Hoy, 25 de mayo de
2030, es el primer día que puedo comunicarme medio exitosamente. Sigo tumbado,
como he estado los últimos quince años, pero tengo los ojos abiertos, la gente
de mi alrededor ríe y yo sé que es de alegría. Nada es fácil de asimilar
cuando, en un abrir y cerrar de ojos, tienes tres lustros más a tus espaldas,
pero las ganas de aprovechar el tiempo perdido son irrefrenables.
Quiero saber qué pasa en el mundo, en mi país, en mi
ciudad y en mi familia. Me siento un completo ignorante y sé que los médicos
han aconsejado que se me dé la información muy paulatinamente. Mentiría si
dijera que no he imaginado mil historias durante todo este tiempo, ha sido una
estancia en la que mi mente no ha parado de trabajar, por inexplicable que
parezca.
Mi hermana me comenta pausadamente que soy tío, cuñado y
mil parentescos más, también me dice que mis amigos están esperándome en el Café
Müller para contarme batallitas y que en el barrio ya me llamaban Leonard Lowe.

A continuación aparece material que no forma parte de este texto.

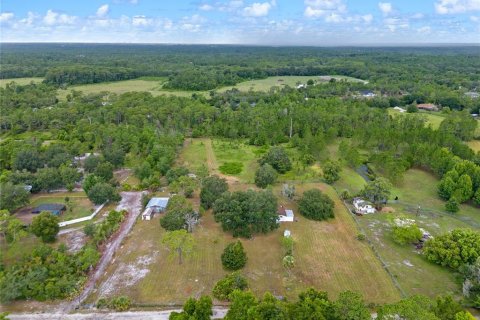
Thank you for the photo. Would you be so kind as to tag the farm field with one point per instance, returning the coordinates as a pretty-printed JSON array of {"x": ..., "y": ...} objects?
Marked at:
[
  {"x": 152, "y": 85},
  {"x": 20, "y": 81},
  {"x": 143, "y": 265},
  {"x": 292, "y": 81},
  {"x": 434, "y": 119}
]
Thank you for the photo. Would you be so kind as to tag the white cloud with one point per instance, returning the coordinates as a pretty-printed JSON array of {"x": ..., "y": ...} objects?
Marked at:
[
  {"x": 385, "y": 7},
  {"x": 141, "y": 21},
  {"x": 318, "y": 8},
  {"x": 206, "y": 7},
  {"x": 456, "y": 6},
  {"x": 54, "y": 18},
  {"x": 102, "y": 11},
  {"x": 6, "y": 16},
  {"x": 367, "y": 18},
  {"x": 258, "y": 9},
  {"x": 424, "y": 30}
]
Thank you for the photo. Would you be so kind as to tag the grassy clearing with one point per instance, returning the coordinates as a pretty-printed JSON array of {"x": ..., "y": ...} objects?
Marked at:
[
  {"x": 413, "y": 272},
  {"x": 420, "y": 188},
  {"x": 20, "y": 81},
  {"x": 292, "y": 81},
  {"x": 193, "y": 154},
  {"x": 152, "y": 85},
  {"x": 328, "y": 257},
  {"x": 433, "y": 119},
  {"x": 238, "y": 151}
]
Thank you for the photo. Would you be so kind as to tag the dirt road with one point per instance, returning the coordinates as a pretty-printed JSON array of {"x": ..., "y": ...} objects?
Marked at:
[
  {"x": 218, "y": 313},
  {"x": 131, "y": 202}
]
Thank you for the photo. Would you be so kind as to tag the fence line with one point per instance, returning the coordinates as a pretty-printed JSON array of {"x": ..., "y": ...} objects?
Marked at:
[
  {"x": 90, "y": 217},
  {"x": 374, "y": 249}
]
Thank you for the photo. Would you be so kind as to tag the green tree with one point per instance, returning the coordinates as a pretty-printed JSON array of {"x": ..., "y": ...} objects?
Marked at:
[
  {"x": 212, "y": 188},
  {"x": 233, "y": 256},
  {"x": 179, "y": 242},
  {"x": 406, "y": 234},
  {"x": 377, "y": 191},
  {"x": 454, "y": 249},
  {"x": 452, "y": 205},
  {"x": 12, "y": 196},
  {"x": 45, "y": 226},
  {"x": 278, "y": 158},
  {"x": 331, "y": 171},
  {"x": 246, "y": 213},
  {"x": 265, "y": 175},
  {"x": 49, "y": 178},
  {"x": 241, "y": 303},
  {"x": 178, "y": 209},
  {"x": 69, "y": 176},
  {"x": 316, "y": 205},
  {"x": 105, "y": 171},
  {"x": 103, "y": 192},
  {"x": 224, "y": 287}
]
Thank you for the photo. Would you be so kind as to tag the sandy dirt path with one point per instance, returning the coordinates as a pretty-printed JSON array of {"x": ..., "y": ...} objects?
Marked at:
[
  {"x": 218, "y": 313},
  {"x": 132, "y": 203}
]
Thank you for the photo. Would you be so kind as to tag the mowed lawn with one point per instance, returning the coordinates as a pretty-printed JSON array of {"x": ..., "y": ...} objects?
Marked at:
[
  {"x": 19, "y": 81},
  {"x": 420, "y": 187},
  {"x": 152, "y": 85},
  {"x": 328, "y": 257}
]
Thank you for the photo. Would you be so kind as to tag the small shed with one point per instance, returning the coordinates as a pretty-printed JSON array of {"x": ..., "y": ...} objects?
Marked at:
[
  {"x": 157, "y": 204},
  {"x": 54, "y": 208},
  {"x": 285, "y": 215}
]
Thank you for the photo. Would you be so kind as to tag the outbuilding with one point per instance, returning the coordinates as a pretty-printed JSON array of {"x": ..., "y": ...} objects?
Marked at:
[{"x": 54, "y": 208}]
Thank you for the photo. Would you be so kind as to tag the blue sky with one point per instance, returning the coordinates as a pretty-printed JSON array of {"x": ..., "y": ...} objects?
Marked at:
[{"x": 267, "y": 22}]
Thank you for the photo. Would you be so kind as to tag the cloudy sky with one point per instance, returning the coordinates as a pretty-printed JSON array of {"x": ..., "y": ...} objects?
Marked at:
[{"x": 269, "y": 22}]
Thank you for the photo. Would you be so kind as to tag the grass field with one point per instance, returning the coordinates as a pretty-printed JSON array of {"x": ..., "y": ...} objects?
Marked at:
[
  {"x": 434, "y": 119},
  {"x": 152, "y": 85},
  {"x": 20, "y": 81},
  {"x": 475, "y": 145},
  {"x": 292, "y": 81},
  {"x": 328, "y": 257}
]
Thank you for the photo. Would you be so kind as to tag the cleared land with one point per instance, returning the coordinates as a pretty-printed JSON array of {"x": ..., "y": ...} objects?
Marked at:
[
  {"x": 20, "y": 81},
  {"x": 328, "y": 256},
  {"x": 79, "y": 205},
  {"x": 434, "y": 119}
]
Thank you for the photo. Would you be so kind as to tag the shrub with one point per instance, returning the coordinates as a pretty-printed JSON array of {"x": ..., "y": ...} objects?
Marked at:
[
  {"x": 231, "y": 168},
  {"x": 121, "y": 303},
  {"x": 224, "y": 287},
  {"x": 265, "y": 175},
  {"x": 45, "y": 226},
  {"x": 234, "y": 257},
  {"x": 315, "y": 205}
]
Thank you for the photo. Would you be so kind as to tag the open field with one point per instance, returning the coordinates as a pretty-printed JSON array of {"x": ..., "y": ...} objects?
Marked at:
[
  {"x": 434, "y": 119},
  {"x": 292, "y": 81},
  {"x": 420, "y": 188},
  {"x": 474, "y": 144},
  {"x": 328, "y": 257},
  {"x": 20, "y": 81},
  {"x": 80, "y": 205},
  {"x": 152, "y": 85}
]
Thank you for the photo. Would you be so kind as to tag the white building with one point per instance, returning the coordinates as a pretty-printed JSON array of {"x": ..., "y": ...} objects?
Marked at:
[
  {"x": 362, "y": 207},
  {"x": 285, "y": 215}
]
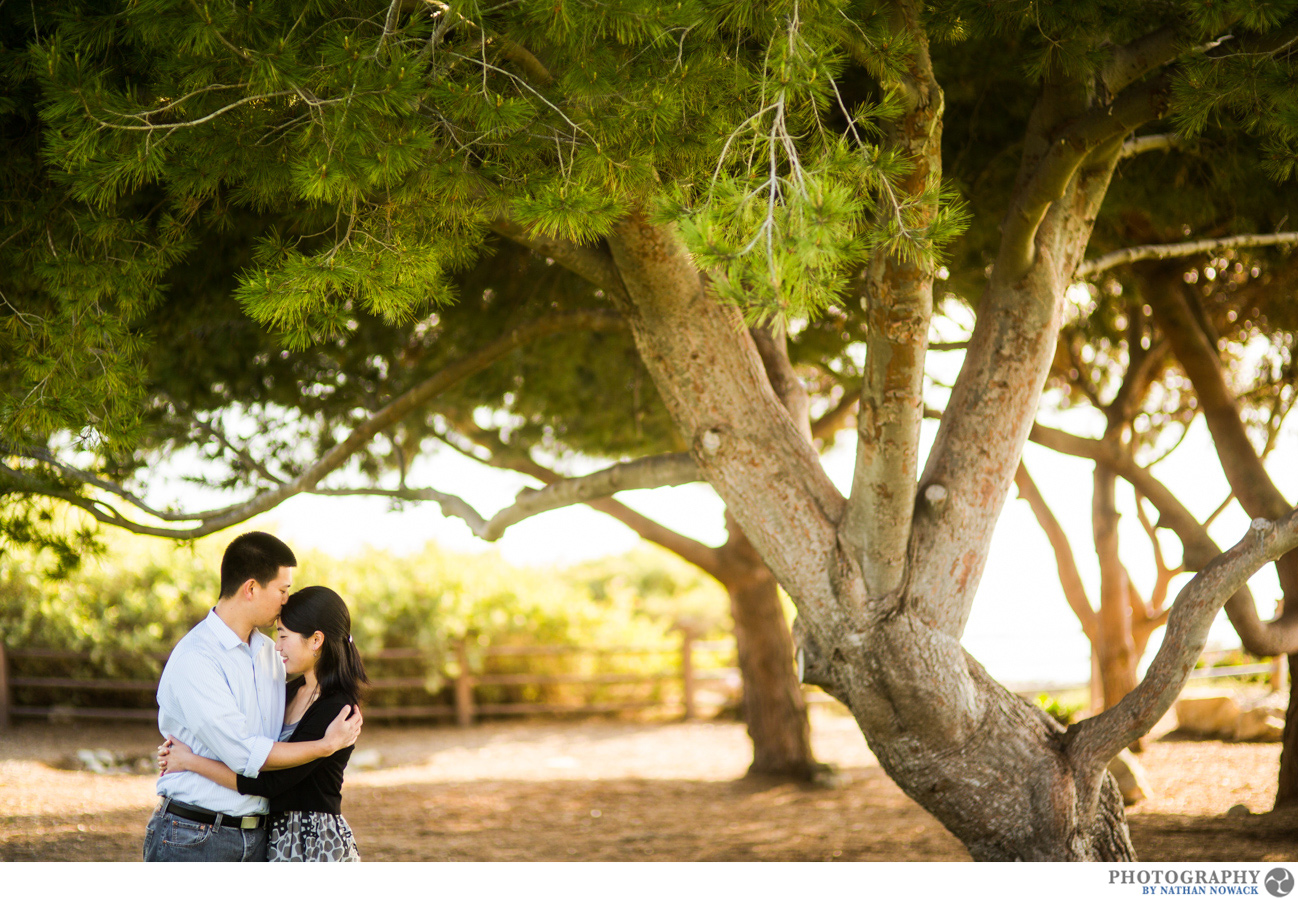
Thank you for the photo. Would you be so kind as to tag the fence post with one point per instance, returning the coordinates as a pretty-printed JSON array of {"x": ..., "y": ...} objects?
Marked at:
[
  {"x": 1279, "y": 664},
  {"x": 687, "y": 670},
  {"x": 4, "y": 688},
  {"x": 464, "y": 688}
]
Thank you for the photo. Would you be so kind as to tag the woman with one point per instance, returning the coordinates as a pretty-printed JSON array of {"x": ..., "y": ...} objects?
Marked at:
[{"x": 314, "y": 638}]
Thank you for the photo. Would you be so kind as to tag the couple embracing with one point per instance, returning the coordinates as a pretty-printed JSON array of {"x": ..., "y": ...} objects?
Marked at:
[{"x": 252, "y": 766}]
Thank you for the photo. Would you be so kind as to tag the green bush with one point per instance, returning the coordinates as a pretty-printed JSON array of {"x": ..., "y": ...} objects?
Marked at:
[{"x": 130, "y": 605}]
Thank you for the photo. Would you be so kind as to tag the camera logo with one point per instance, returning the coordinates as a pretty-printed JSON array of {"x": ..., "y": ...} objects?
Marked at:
[{"x": 1280, "y": 882}]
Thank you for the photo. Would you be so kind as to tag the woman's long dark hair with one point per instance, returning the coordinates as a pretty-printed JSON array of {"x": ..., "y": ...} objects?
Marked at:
[{"x": 339, "y": 668}]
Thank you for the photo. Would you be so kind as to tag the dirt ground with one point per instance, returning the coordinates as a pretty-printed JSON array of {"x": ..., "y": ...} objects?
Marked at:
[{"x": 608, "y": 790}]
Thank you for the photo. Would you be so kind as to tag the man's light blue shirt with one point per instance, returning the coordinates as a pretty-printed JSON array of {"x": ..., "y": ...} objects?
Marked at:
[{"x": 226, "y": 700}]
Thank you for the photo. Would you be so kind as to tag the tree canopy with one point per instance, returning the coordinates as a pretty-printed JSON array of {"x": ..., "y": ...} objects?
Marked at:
[{"x": 701, "y": 166}]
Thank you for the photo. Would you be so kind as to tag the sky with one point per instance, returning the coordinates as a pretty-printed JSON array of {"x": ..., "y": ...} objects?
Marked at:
[{"x": 1020, "y": 627}]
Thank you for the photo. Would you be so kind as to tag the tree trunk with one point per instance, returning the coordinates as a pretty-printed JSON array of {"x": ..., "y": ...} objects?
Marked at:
[
  {"x": 774, "y": 707},
  {"x": 1175, "y": 309},
  {"x": 1115, "y": 646},
  {"x": 1286, "y": 792}
]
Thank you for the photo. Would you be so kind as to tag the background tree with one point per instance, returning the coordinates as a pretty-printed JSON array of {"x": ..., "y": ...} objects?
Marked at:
[{"x": 700, "y": 164}]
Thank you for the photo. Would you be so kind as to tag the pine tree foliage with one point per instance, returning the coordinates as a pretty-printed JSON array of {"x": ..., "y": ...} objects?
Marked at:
[{"x": 367, "y": 150}]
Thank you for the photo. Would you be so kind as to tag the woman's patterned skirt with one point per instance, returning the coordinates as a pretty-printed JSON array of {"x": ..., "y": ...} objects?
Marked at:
[{"x": 309, "y": 837}]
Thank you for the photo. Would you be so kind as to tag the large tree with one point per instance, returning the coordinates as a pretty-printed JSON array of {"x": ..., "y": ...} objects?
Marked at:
[{"x": 705, "y": 165}]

Mi padre, disimuladamente, corre la cortina para que no vea por la ventana un
cartel publicitario. Demasiado tarde, ya he visto que quien fue un buen amigo
es el máximo dirigente de la derecha más rancia.

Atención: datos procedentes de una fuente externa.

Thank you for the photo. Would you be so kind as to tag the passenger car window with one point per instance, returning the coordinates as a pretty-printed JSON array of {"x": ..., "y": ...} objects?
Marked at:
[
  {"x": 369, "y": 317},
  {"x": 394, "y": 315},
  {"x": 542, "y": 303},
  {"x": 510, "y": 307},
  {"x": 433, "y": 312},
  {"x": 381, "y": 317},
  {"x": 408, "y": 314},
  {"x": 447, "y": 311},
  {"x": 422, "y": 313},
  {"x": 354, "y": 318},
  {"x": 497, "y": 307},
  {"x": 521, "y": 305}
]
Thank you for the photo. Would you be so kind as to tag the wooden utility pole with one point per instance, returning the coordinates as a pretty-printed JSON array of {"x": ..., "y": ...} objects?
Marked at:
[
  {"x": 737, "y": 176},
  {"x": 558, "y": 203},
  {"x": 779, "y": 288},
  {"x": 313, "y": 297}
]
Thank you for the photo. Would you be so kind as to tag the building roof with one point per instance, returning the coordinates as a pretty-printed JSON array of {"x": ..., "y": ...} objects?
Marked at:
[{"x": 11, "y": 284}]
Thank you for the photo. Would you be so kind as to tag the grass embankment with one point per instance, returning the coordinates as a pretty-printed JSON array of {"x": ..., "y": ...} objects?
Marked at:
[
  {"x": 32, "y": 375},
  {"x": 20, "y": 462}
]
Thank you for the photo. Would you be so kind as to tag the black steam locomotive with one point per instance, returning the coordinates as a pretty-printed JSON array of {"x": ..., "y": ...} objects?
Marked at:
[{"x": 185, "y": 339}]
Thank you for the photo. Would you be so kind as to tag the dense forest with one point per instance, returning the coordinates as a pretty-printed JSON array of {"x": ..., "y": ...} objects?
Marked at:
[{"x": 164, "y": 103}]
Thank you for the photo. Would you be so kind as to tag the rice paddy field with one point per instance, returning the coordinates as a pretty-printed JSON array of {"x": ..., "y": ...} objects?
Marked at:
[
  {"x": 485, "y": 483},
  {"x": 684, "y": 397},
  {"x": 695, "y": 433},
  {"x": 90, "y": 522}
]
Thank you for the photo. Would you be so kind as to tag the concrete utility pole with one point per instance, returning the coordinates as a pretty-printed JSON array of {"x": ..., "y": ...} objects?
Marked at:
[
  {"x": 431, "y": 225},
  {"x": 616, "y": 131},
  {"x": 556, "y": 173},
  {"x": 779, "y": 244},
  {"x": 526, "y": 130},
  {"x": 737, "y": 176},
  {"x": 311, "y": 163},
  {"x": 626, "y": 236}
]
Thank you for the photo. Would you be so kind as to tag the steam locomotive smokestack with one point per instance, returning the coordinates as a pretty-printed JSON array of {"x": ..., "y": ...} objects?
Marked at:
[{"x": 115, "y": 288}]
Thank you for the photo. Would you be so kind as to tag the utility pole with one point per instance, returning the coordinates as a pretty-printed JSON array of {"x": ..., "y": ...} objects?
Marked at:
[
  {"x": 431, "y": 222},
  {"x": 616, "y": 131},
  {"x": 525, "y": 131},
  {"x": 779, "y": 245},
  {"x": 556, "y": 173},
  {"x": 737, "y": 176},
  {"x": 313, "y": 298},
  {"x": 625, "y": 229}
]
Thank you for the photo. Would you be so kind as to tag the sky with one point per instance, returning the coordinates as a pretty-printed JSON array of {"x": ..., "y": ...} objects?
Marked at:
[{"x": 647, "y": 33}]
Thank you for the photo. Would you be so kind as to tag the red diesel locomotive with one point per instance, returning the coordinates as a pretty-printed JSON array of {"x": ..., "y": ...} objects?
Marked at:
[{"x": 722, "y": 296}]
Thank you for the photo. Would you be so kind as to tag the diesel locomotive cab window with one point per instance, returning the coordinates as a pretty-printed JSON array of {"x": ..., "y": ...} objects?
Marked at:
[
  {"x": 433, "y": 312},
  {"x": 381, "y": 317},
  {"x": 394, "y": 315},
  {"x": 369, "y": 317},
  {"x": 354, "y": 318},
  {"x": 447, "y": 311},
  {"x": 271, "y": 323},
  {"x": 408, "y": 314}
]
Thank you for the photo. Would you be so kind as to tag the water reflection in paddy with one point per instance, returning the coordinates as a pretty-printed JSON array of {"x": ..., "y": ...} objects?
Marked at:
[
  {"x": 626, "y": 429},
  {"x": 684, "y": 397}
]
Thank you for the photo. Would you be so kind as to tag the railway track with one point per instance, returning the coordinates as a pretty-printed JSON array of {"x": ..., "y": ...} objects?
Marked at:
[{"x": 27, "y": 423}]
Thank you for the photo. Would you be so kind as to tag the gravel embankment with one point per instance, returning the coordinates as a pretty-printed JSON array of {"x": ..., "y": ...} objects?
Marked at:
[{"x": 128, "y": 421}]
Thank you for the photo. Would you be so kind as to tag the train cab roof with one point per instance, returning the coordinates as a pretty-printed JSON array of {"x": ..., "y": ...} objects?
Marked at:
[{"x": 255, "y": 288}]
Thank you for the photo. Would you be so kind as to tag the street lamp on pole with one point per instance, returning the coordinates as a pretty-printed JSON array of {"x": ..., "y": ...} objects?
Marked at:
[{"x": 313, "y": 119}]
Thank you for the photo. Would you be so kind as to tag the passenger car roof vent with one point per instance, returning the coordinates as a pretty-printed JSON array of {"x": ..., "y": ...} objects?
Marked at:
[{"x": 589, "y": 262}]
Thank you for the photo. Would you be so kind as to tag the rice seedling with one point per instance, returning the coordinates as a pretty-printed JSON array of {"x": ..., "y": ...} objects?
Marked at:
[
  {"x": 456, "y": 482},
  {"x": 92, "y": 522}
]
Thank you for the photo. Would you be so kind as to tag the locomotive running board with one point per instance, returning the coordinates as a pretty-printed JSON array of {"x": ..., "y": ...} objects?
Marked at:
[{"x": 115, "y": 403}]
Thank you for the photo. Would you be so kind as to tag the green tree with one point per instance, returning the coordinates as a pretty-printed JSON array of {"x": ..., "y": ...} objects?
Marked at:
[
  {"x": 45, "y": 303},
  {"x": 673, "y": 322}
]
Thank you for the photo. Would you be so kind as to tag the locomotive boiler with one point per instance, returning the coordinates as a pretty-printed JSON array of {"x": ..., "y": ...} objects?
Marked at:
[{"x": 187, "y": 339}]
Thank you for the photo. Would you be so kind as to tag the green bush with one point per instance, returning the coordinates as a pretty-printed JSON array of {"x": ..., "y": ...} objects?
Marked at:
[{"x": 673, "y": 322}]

La conversación con mi madre es la que más me interesa,
me habla de que le queda sólo un mes para jubilarse, de que va a echar de menos
el boli rojo de corregir. Le digo que no he parado de imaginar que la educación
era el motor y la prioridad nuevamente de nuestro país, que las tecnologías
incipientes que yo conocí serían ya indispensables en las aulas y que los
alumnos llegarían al colegio en dron. Bueno, ahí me he venido un poco arriba,
pero es que quince años de sueño son muchos. Más o menos me da la razón,
asiente con la cabeza y reconoce que la educación vuelve a estar sana, más
activa que nunca y que es toda una experta en Moodle y en booktrailers.
De
pronto, me saca una especie de híbrido tecnológico entre periódico y tablet que
no sabría cómo catalogarlo donde, en portada, aparece el ministro de TIC
hablando sobre una nueva aplicación para las aulas. “¡Es Rovira!”, exclamo. “Debes
ponerte al día”, me susurra mi madre.
Y
cuando pienso que en estos quince años todo ha cambiado para bien, pongo la
radio (que gracias a Dios todavía existe) y en el repaso a la quiniela me doy
cuenta de que hay algo que sigue tal cual lo dejé: “Hércules-Mallorca, dos”.